The struggle to answer that question reads like a farce in slow motion. In the 1980s, the Thatcher government encouraged councils to move from providing care to commissioning it from the non-profit and private sectors. In 1990, the Department of Health declared that it expected that “local authorities will institute arrangements so that users of services of all types pay what they can reasonably afford towards their costs.” In 2010, in the dying months of the New Labour era, the health secretary Andy Burnham began the process of establishing a publicly funded National Care Service. This was then aborted by the incoming coalition, which charged a commission under Andrew Dilnot with examining how social care might better be funded. Dilnot recommended generous means-testing and a lifetime cap of between £25,000 and £50,000, but this too was abandoned, and despite further plans, the issue remains unresolved.
Having promised a universal National Care Service funded from taxation under Jeremy Corbyn, Labour is still proposing to “build towards” such a model, though how it would be paid for has now become an open question. In June, a Fabian Society report recommended fusing councils, private care providers and government together in a single public service, with support available to all, “regardless of their means”. Along with the Dilnot cap, one charging option it suggests is a “universal contribution”. Meanwhile, in Scotland, a new National Care Service is due to launch in 2026.

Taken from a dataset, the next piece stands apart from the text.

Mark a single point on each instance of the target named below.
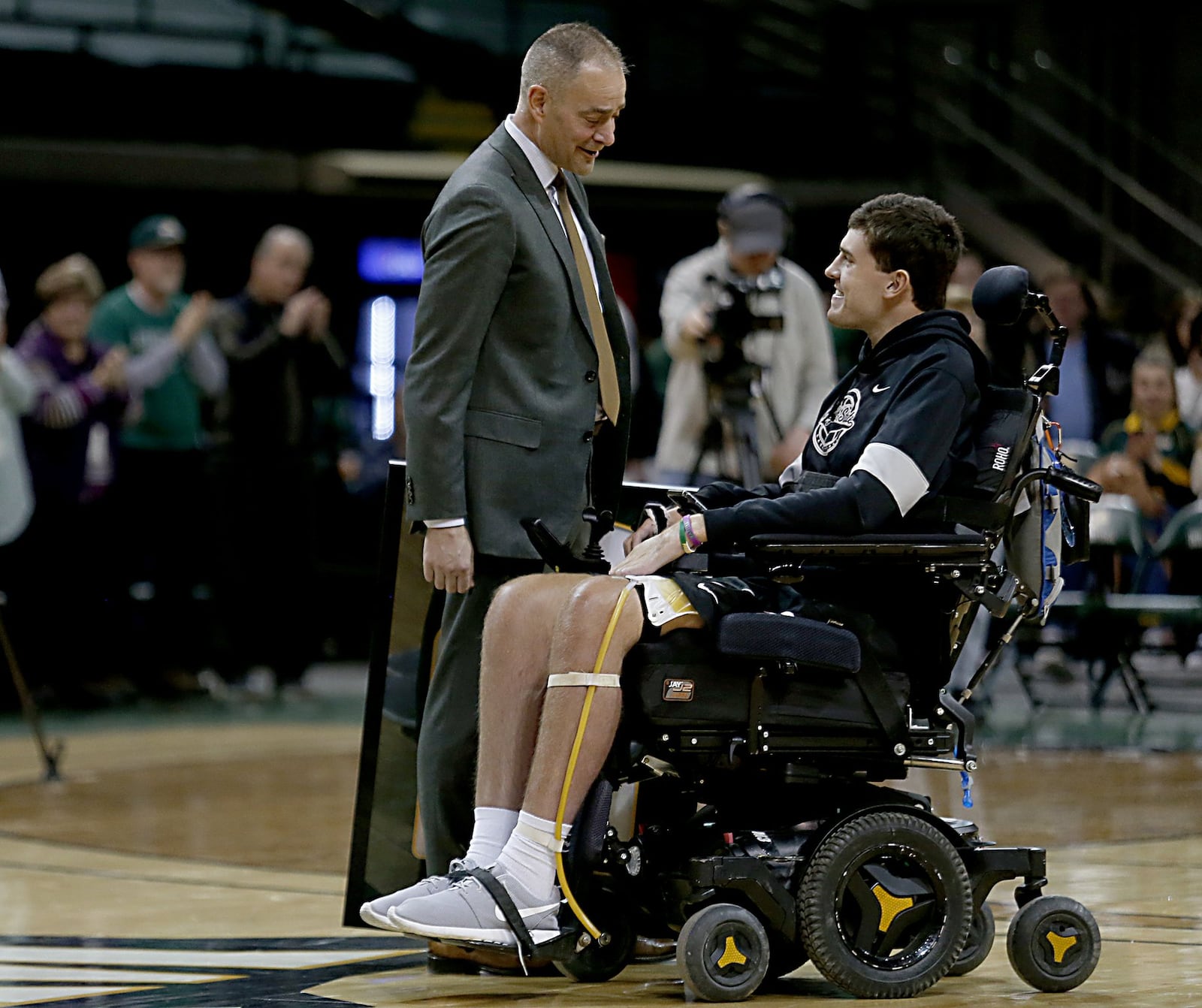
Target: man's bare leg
(515, 663)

Even if England does finally see something similar, the competing traditions that shaped the model of the 1940s will remain. The most striking lesson, looking back at 75 years’ distance, is that trying to make complex public service reform happen pushes radicalism and pragmatic compromise close together: much closer than a more heroic narrative might suggest. Bevan and Beveridge both exhibited both qualities. If the reforms needed to give the NHS a new lease of life are to be achieved, similar suppleness will be sorely needed. Seventy-five years on, with queues of ambulances outside hospitals, recovered patients stuck in much-needed beds, vital operations delayed for months, and patients spending whole days unseen in A&E, many people are waiting once again.